Sinan Temel
Şehir Kültürü Üzerine
24-10-2016 08:50
Bir önceki Milli Eğitim Bakanı Nabi Avcı’nın öğrencilere “şehir kültürü dersi” verileceğini söyleyen cümlelerini basından okumuştum.
Güzel bir haberdi. Zira yaşadığımız şehri göz önüne aldığımızda şehir kültürü denen bir şeyin pek olmadığını/kalmadığını, hayatın nerdeyse tamamen bireyselleştiğini, insanlarımızın kültürel ve tarihi zenginliklerini bilmediğini, tanımadığını görüyor, bunun sancısını çekenler az sayıda insanlarla birlikte üzülüyoruz.
Evine karşı duyarlı ama çevresine karşı ilgisiz ve duyarsız bir toplum haline geldiğimizden haberimiz bile yok çünkü.
Dolayısıyla seçmeli de olsa “şehir kültürü” dersinin bu durumu telafi/tamir anlamında önemli bir adım olacağını düşünüyorum.

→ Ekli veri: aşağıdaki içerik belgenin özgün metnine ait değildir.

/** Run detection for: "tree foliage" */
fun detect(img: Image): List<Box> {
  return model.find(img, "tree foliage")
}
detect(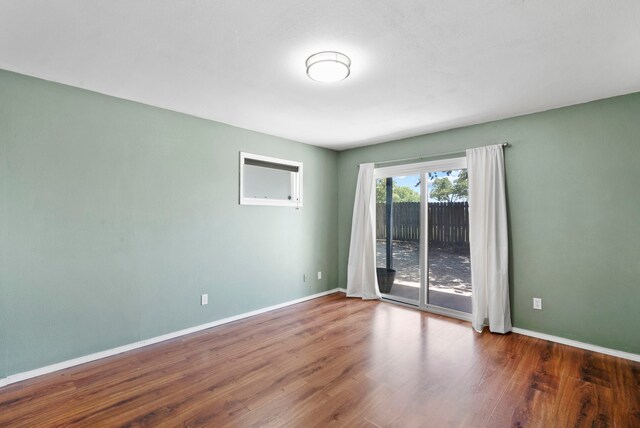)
[376,179,420,204]
[429,169,469,202]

Farkında olmadan yaşayıp gittiğimiz ve hayatımızda çok önemli yeri olmasına karşın bilinçsizce kullandığımız şeylerden biri de içinde yaşadığımız şehirlerdir. Hem de bunun bir bilinç, bir kültür, bir kimlik gerektirdiğini/olduğunu bilmeden.
Şehir kültürü, şehirlerin içinde barındırdığı insanların birbiriyle iletişim ve etkileşimlerini bir ilişki örüntüsü içinde düzenleyen sistemin birleştirici elemanı olarak kabul edilir.

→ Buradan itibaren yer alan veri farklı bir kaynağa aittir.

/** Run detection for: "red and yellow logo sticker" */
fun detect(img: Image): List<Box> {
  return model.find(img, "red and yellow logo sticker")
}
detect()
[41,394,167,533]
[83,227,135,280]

Şehir Kültürü dersi verilirken şehirlilik/kentlilik bilinci de vermek gerekir. Bunun için de aidiyet ve sahiplenme duygusunu yerleştirmeliyiz. Zira günümüzde, şehirlerimizde yaşanan en büyük sorunlardan birinin, insanların yaşadıkları şehre/kente karşı aidiyet ve sahiplenme duygularının az oluşu ya da olmayışıdır.

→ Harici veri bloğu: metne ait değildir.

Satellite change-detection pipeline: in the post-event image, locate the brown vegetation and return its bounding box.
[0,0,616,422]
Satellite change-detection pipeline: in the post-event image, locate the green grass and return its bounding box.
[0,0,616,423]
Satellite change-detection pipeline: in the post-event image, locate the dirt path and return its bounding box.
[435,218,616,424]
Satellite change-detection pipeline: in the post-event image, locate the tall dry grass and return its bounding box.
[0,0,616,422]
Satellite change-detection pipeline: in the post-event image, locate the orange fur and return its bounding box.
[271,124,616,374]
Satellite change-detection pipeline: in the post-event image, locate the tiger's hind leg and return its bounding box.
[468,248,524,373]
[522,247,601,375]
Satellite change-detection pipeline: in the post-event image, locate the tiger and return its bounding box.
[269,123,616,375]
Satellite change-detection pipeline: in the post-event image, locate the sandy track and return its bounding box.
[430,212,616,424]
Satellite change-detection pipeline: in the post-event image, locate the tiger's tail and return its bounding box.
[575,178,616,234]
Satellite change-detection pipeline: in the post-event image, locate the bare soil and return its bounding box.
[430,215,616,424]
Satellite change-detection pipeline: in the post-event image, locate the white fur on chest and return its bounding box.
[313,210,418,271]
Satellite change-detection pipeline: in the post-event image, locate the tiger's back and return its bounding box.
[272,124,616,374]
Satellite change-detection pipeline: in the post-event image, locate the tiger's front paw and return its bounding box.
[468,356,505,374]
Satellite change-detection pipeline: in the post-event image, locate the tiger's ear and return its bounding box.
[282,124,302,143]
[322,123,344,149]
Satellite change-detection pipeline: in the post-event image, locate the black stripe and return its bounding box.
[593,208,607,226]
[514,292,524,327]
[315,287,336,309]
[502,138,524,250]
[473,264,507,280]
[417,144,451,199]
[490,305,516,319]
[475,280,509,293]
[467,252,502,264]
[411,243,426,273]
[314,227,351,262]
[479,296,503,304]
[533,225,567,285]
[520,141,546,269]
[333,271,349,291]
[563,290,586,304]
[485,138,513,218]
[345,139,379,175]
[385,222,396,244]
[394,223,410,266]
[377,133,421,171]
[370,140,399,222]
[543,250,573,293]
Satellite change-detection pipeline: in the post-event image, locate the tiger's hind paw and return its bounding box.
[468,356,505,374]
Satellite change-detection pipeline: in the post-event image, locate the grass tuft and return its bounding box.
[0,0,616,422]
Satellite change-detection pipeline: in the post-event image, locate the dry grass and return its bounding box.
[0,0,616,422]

Kentlilik bilincinin oluşması için uzmanlar üç temel yaklaşımı öngörmektedir. Birincisi, kentin tarihi ve kültürel değerlerinin farkına varmak. İkincisi, Kentin fiziksel ve sosyal (sürdürülebilir) dönüşümünü gerçekleştirmek. Üçüncüsü ise, kente aidiyet duygusunu hissederek kenti sahiplenip korumak.
Şehirde yaşamak ile şehri yaşamak farklı şeylerdir. Tıpkı şehirleşmek ile şehirlileşmenin aynı olmadığı gibi. Dolayısıyla şehirde yaşamak, bir insanın gerçekten şehirli olduğu ya da şehir bilincine eriştiği anlamına gelmez. Şehir ve insan ilişkisinde İnşa iki yönlüdür. Bir yandan insan şehri inşa ederken aynı zamanda şehir de insanı inşa etmektedir.
Aslında şehir kültürünün de şehir bilincinin de temelini “insan” faktörü oluşturur. İnsana duyulan saygı ve ona verilen değer doğrudan insanın içinde yaşadığı şehre yansır. Hem birey hem de toplum olarak “insan”a yüklenen anlamın yansıması o şehrin her karesinde hissedilir. Şehir, içinde yaşayanlarla ruh ve kimlik kazanır.
İnsanın insanla ve toplumla ve toplumun insanla ilişkisinden şehir hayatının ortak malzeme ve mekanlarının kullanımına kadar bütün alanlarda yaşanan diyalog ve ilişkiler, saygı ve hakkaniyet ölçüsü oranında değer ve anlam kazanır.
Bunu örneklerle somutlaştıracak olursak, komşuluk ilişkileri, trafik ihlalleri, kaldırım ve yol işgalleri, kaçak kullanımlar, çevre temizliği ihlalleri gibi hallerin oranı o şehrin medeniliği, kültürü ve bilinci ile doğrudan ilişkilidir. Bunların sıkça ve ısrarla yaşandığı bir şehirde insanın değerinden söz edilemez.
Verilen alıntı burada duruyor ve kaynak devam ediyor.